Moments ago they were soldiers, but once the room was secured and the suspects - a man and a woman in their late 20s - were in handcuffs, the AGTF switched modes and became investigators.

They located and identified the drugs, they located a safe and began the tedious task of opening it up with the voices of the suspects over their shoulders telling them "there's nothing even in there" to motivate their efforts.

Both suspects were taken out into the hallway and members of the police team stood with them. A couple of residents poked their heads out of adjacent doors. Police members chatted with them, apologized for the late-night disturbance.

The voices replied they were glad to see the police taking care of things, and retired back inside their rooms.

"Hey, I've been trying to find old-school shoes like that forever, where did you get those?," one cop asked the male suspect during a dull moment.

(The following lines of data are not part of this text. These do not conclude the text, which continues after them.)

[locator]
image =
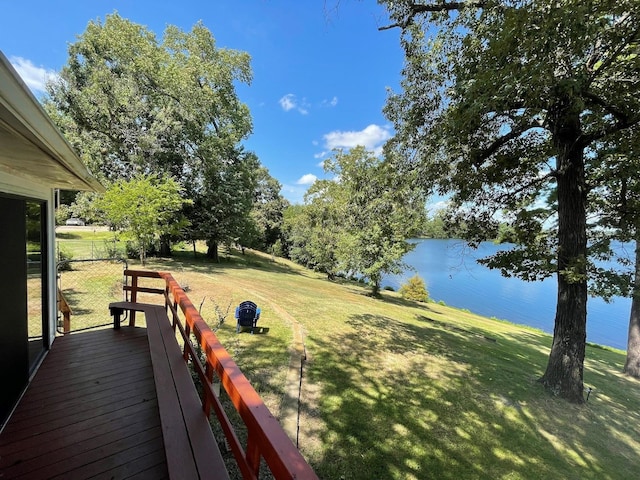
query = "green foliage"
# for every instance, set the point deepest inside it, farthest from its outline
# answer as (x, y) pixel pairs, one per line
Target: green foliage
(268, 210)
(357, 223)
(64, 257)
(63, 213)
(143, 209)
(415, 289)
(504, 107)
(133, 104)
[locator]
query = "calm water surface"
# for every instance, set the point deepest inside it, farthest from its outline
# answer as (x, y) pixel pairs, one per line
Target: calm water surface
(450, 270)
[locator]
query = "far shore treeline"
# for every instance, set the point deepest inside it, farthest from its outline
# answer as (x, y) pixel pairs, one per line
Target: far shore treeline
(524, 116)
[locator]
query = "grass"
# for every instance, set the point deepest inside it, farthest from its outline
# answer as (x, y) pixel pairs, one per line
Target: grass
(398, 390)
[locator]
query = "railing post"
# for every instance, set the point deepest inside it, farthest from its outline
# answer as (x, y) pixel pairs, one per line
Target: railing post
(253, 455)
(134, 298)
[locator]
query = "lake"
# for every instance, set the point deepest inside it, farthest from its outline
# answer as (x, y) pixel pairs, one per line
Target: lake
(452, 275)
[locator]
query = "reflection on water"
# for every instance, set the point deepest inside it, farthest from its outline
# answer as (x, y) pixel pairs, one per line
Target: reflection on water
(452, 275)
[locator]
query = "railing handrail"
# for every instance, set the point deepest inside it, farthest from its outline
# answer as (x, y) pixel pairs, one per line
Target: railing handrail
(266, 437)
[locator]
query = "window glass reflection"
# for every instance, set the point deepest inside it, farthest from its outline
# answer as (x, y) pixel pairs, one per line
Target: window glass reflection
(35, 280)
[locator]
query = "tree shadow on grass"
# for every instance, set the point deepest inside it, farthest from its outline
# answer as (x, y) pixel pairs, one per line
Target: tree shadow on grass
(403, 400)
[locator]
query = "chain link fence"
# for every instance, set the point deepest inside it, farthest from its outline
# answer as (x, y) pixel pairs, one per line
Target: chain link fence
(85, 289)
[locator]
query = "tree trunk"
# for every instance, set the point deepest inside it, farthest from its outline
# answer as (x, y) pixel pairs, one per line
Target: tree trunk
(564, 373)
(632, 365)
(165, 246)
(212, 250)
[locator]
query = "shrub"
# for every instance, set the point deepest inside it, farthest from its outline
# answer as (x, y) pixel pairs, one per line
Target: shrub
(415, 289)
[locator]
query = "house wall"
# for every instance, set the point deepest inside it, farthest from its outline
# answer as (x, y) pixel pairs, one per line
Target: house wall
(19, 354)
(24, 188)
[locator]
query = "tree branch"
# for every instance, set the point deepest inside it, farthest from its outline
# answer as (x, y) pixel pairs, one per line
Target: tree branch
(416, 9)
(624, 120)
(485, 153)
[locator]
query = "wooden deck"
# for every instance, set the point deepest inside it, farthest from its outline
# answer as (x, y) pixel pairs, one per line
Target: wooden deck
(90, 412)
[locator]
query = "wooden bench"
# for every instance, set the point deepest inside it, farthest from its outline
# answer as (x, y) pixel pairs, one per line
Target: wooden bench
(191, 449)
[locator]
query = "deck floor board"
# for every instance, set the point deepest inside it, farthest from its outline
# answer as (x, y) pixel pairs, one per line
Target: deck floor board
(90, 412)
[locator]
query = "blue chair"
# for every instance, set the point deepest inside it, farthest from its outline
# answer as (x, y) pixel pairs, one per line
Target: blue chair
(247, 315)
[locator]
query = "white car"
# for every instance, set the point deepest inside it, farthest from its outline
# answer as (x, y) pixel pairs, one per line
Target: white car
(75, 222)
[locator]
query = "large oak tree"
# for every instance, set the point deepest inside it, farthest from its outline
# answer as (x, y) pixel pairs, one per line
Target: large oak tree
(503, 106)
(135, 104)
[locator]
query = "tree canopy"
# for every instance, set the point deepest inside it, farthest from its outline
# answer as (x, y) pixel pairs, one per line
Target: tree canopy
(142, 207)
(132, 104)
(504, 106)
(359, 221)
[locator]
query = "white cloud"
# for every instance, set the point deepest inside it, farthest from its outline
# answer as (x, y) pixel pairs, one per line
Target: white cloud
(372, 138)
(307, 179)
(34, 77)
(290, 102)
(295, 194)
(330, 103)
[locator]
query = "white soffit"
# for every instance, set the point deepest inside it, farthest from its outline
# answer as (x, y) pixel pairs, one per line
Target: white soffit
(31, 146)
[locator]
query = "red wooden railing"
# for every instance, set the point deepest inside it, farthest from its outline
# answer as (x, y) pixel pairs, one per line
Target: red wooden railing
(265, 437)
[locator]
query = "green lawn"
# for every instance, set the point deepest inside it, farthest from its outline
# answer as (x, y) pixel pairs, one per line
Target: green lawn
(399, 390)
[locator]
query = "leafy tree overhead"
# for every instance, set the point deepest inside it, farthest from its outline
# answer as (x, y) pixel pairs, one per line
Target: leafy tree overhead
(140, 208)
(504, 105)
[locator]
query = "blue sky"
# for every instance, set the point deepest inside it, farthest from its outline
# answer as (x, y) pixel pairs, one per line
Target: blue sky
(321, 68)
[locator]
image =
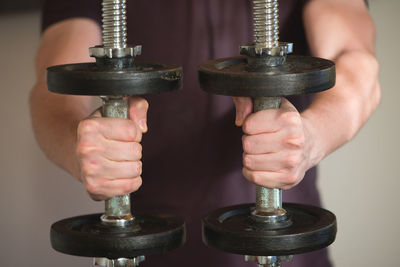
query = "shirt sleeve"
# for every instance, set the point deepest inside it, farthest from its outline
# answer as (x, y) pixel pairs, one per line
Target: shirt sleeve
(54, 11)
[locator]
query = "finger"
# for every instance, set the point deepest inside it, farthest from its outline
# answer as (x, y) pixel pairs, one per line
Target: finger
(270, 179)
(273, 162)
(138, 107)
(244, 107)
(96, 113)
(116, 129)
(100, 167)
(121, 169)
(271, 120)
(122, 151)
(264, 143)
(103, 189)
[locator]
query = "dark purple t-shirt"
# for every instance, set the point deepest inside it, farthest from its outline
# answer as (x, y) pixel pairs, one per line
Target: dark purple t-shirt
(192, 158)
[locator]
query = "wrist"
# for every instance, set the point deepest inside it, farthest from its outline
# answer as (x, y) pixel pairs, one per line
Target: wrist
(314, 150)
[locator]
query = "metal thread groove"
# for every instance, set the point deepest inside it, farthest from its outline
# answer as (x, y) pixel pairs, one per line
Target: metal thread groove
(266, 23)
(114, 23)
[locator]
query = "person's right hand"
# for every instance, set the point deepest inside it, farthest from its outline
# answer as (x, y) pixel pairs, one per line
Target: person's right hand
(109, 152)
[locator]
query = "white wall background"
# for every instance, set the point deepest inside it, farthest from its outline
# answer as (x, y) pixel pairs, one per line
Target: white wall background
(359, 183)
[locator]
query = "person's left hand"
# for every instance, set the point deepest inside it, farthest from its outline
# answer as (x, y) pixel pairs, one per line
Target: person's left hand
(276, 144)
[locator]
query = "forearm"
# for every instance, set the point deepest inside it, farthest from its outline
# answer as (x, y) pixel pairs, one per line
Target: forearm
(335, 116)
(55, 119)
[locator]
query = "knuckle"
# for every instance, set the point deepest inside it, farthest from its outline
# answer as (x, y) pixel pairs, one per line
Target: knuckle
(137, 168)
(89, 168)
(137, 150)
(247, 161)
(247, 144)
(247, 126)
(85, 148)
(93, 187)
(290, 179)
(131, 185)
(88, 126)
(291, 118)
(293, 160)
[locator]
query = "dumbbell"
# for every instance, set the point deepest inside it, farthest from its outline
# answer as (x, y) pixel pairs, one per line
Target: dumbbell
(268, 232)
(116, 238)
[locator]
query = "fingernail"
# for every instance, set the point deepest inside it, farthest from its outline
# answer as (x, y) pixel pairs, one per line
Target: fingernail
(143, 125)
(239, 119)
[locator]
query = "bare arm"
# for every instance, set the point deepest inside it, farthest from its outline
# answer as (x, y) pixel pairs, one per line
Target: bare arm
(342, 31)
(55, 117)
(281, 145)
(102, 153)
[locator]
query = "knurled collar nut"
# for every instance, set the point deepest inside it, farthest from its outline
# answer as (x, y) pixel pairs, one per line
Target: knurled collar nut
(252, 50)
(123, 262)
(268, 260)
(100, 51)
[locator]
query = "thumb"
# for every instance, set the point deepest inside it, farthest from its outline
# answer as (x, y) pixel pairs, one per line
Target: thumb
(244, 107)
(138, 107)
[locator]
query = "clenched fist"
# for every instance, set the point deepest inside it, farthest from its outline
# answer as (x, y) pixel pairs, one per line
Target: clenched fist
(276, 144)
(109, 151)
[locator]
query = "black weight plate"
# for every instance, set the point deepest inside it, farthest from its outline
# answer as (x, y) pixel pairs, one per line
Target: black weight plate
(233, 230)
(88, 79)
(87, 236)
(299, 75)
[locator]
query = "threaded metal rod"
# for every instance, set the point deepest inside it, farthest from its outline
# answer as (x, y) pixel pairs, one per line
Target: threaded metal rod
(266, 23)
(118, 208)
(266, 35)
(114, 23)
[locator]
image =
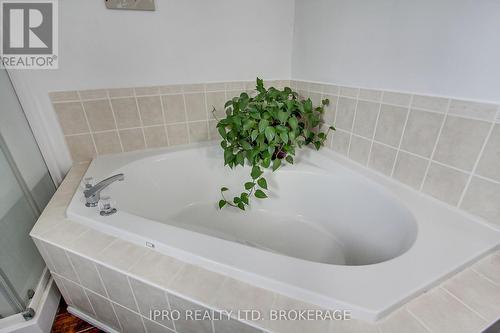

"I bought them a long time ago," he replied. "I got them when I was in my early 20s, but I went to jail for five years so they just sat in storage that whole time so they are still in good condition."

"What? In your early 20s you did something that got you five years in jail?," the cop said.

"It wasn't one thing, it was a bunch of stuff. It all added up," the suspect said. He smiled and exchanged hellos with a Prince George Mountie who happened past, both knowing each other from some of those prior encounters.

"It's OK, you can sit if it makes you more comfortable," said another AGTF cop to the female suspect.

"No, I don't want to sit, I'll stand, this place has bedbugs," she said squirming. All eyes involuntarily scanned the decrepit carpet. If you couldn't see bedbugs, you could certainly feel squeamish from the grunge and stains that ran the length of the hallway.

The building manager also offered a warning to the clatch of cops that human feces and other delights were not uncommon, lately, in the once respectable complex so they should wear gloves.

The male kept shrugging mightily and twisting his shoulders. When asked if everything was OK he mumbled that his jacket kept sliding down. One of the officers took hold of his hoodie and hiked it into position for him, with the suspect's thanks.

"This isn't even about me, this is my friend's place," said the female talking about being in the wrong place at the wrong time and being accepted into a two-year program she wanted at CNC, and how her life was just getting on-track.

"I don't mean to be facetious," said a cop standing with her.

"Good word," she said.

"Thanks," said the cop. "But I have heard that same line a thousand times from people standing in the same position you're in right now. I hope, I really do hope, that you take that program and it leads to something better."

She was young. She was pretty. She was pleasant to talk to. The male suspect across the hall was handsome. He was affable.

It was hard to believe they were the ones who, moments ago, shared space with drugs and ammo, and who knows what else remained to be found.

As the rain filled the gutters and amplified the cycling flashes of red and blue below, it was easy to look up and down the streets and see other apartment buildings, other similar figures on the sidewalks, vehicles passing suspiciously often in front of this one, and wonder how futile tonight's police efforts might be; but also to contemplate how salvageable these two particular people were once the handcuffs were undone.

Not the police cuffs, they were there for public protection, but the shackles of addiction, social distrust, lack of education and bad choices.

Those could be left behind by either one or both of these suspects. Or not.

The path could change for the next set of suspects, too, that this team of soldier-investigators would encounter after they scarffed down a few pieces of pizza that arrived in a pile of boxes as this situation closed down and their next operation got set to launch.

It was only midnight in Prince George.

There were a lot more doors to knock on before daylight.